Y en el problema existe, como decía Gabriel Marce!, una distan­cia insalvable entre el objeto de co­nocimiento y el sujeto que interro­ga: la materia del problema es im­personal y cualquiera puede inten­tar descifrarlo. Situación opuesta por completo a la del misterio que constituye la génesis de una vida: el misterio «atrapa» a quien a él se acerca, no hay distancias, y el suje­to no es llamado a interrogar sino a responder. El interlocutor del misterio tiene rostro y nombre. En la FIV no importa qué técnico rea­lice el proceso, no importa quién implanta el embrión, no importa qué embrión se implanta. Se pro­pone incluso que quien done el óvulo sea diferente de quien reci­be el embrión, que quien done el semen sea distinto del padre legal. Todo porque el misterio del naci­miento se ha reducido a un proble­ma que resolver y, como tal, es ple­namente coherente con las caracte­rísticas del quehacer técnico.
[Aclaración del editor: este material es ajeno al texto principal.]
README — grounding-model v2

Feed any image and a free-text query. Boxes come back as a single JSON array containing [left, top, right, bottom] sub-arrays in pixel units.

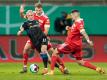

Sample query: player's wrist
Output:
[[87, 39, 90, 43]]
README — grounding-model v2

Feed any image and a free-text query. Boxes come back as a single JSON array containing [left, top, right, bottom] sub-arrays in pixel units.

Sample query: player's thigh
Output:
[[57, 43, 73, 54], [23, 41, 32, 53], [73, 47, 82, 61]]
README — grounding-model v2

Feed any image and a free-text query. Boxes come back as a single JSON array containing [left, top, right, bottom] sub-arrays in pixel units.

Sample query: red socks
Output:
[[83, 61, 96, 70], [23, 53, 28, 66], [57, 56, 65, 69], [51, 56, 65, 70]]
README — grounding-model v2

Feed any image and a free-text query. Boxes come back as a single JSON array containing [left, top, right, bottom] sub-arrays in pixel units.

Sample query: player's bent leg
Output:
[[77, 59, 105, 74], [20, 42, 32, 73], [40, 45, 49, 75]]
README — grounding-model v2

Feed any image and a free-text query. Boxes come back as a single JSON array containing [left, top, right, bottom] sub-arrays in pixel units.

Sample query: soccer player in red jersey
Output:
[[20, 3, 67, 74], [48, 10, 105, 75]]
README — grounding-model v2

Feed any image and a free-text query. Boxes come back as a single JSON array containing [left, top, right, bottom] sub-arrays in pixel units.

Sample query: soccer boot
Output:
[[96, 67, 106, 74], [20, 67, 27, 73], [59, 66, 69, 74], [44, 71, 54, 75], [42, 68, 48, 75]]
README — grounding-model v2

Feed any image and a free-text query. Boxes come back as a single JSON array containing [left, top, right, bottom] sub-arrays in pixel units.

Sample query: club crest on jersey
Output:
[[39, 19, 43, 23]]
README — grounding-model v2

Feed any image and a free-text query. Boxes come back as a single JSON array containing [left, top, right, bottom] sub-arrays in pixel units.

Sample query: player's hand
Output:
[[17, 31, 22, 36], [20, 4, 25, 13], [87, 40, 94, 47]]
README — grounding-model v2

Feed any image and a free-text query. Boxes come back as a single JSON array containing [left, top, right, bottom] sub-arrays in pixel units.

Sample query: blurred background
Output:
[[0, 0, 107, 62]]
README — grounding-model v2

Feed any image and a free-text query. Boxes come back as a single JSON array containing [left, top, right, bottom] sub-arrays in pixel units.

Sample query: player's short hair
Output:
[[26, 10, 33, 15], [35, 3, 42, 8], [71, 9, 80, 13]]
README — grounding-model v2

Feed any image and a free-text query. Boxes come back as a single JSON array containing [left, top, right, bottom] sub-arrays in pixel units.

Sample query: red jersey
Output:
[[34, 12, 50, 31], [66, 19, 84, 46]]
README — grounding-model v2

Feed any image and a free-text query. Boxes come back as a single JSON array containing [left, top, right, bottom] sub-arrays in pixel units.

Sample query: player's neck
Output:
[[75, 17, 81, 21]]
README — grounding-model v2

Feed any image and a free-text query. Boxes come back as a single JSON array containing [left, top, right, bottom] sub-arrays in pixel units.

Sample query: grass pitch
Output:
[[0, 63, 107, 80]]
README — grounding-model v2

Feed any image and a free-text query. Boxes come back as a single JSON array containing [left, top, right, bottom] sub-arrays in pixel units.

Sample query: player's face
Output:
[[71, 12, 79, 20], [27, 12, 34, 20], [35, 8, 42, 15]]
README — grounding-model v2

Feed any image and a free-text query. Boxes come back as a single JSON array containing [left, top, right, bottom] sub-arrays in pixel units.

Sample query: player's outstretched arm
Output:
[[17, 26, 24, 36], [19, 4, 26, 18], [80, 29, 93, 46], [44, 19, 50, 35]]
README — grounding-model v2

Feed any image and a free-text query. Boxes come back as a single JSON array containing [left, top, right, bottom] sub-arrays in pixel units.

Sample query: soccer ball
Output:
[[30, 64, 39, 73]]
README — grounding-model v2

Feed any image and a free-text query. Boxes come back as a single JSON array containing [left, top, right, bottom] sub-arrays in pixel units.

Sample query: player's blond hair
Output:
[[26, 10, 33, 15]]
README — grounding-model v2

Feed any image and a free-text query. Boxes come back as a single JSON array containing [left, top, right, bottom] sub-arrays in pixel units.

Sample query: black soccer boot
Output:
[[20, 67, 27, 73]]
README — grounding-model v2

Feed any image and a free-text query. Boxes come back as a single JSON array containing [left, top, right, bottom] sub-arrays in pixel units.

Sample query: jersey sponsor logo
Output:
[[0, 36, 107, 62]]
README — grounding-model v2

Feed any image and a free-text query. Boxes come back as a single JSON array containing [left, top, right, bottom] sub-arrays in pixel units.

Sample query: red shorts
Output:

VON BALTHASAR: EL MATRIMONIO CRISTIANO COMO LUGAR DE ACOGIDA DEL MISTERIO
«En tanto que el matrimonio se considere una institución ex­clusivamente natural, el hijo aparecerá siempre como un producto accidental, si bien feliz -quizá incluso anhelado- de la unión sexual. La realidad, sin embargo, es que este fruto no es el resulta­do de la mutua donación, y no se puede explicar en los términos de ésta. De ahí que, en esta consideración exclusivamente natural del matrimonio, se haga necesario distinguir entre los dos «fines» del matrimonio: el de la procreación y el de la mutua entrega, que también pueden ser respectivamente calificados como el «propósi­to» y el «significado» del matrimonio.
Pero esta distinción desaparece (y con ella muchos de los pro­blemas que genera) cuando el matrimonio se considera en su ca­rácter sacramental.
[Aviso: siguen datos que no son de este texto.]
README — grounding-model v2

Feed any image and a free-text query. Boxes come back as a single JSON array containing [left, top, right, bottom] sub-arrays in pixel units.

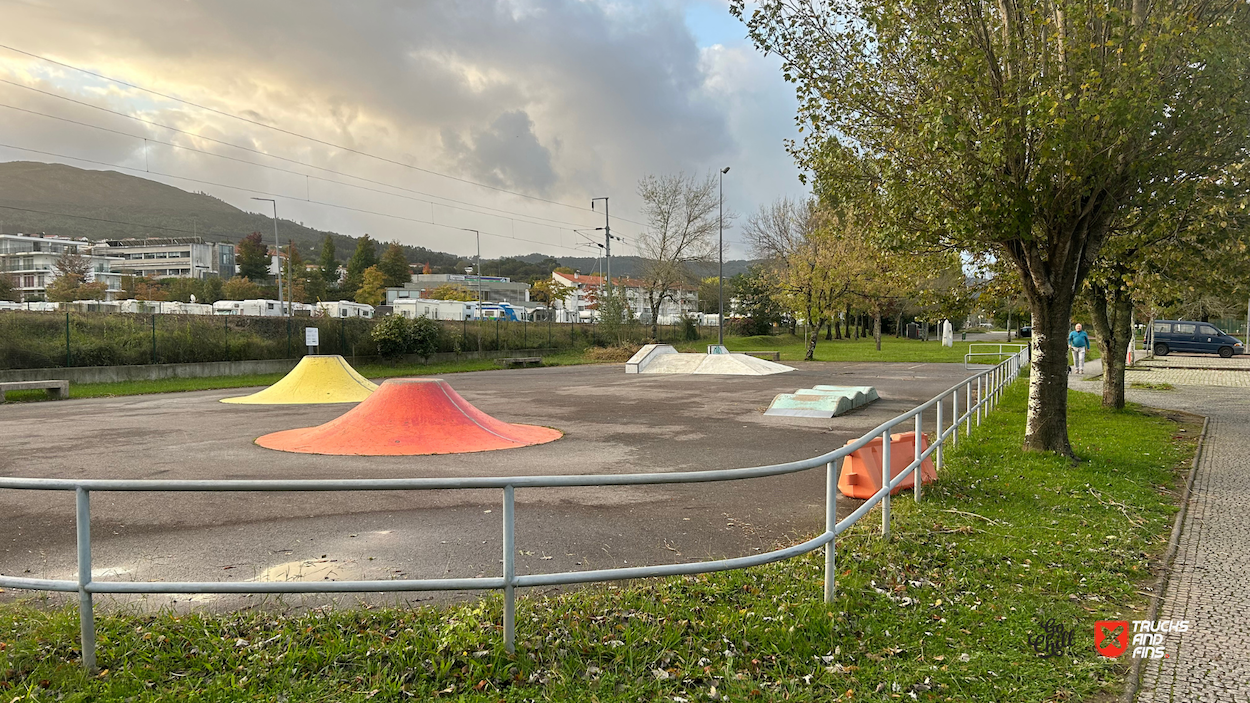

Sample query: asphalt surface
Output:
[[0, 363, 969, 609]]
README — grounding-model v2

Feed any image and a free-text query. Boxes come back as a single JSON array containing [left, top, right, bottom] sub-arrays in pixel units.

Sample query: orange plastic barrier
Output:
[[256, 378, 564, 457], [838, 432, 938, 500]]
Porque en este momento los esposos ya no están solamente abiertos el uno al otro -y, por lo tanto, cerrados a todos los de­más- sino que están primariamente situados en apertura hacia Dios y, por el hecho de estar en presencia de Dios, se entregan a Él y, al mismo tiempo, esperan recibir de Él lo inesperable: el fruto de su gracia. Y la manera en que se abren a sí mismos a Dios es ya en sí una gracia fecunda que les permite esperar la fecundidad otor­gada desde lo alto, tanto como un hijo enviado por Dios como un fruto espiritual si se les niega el físico.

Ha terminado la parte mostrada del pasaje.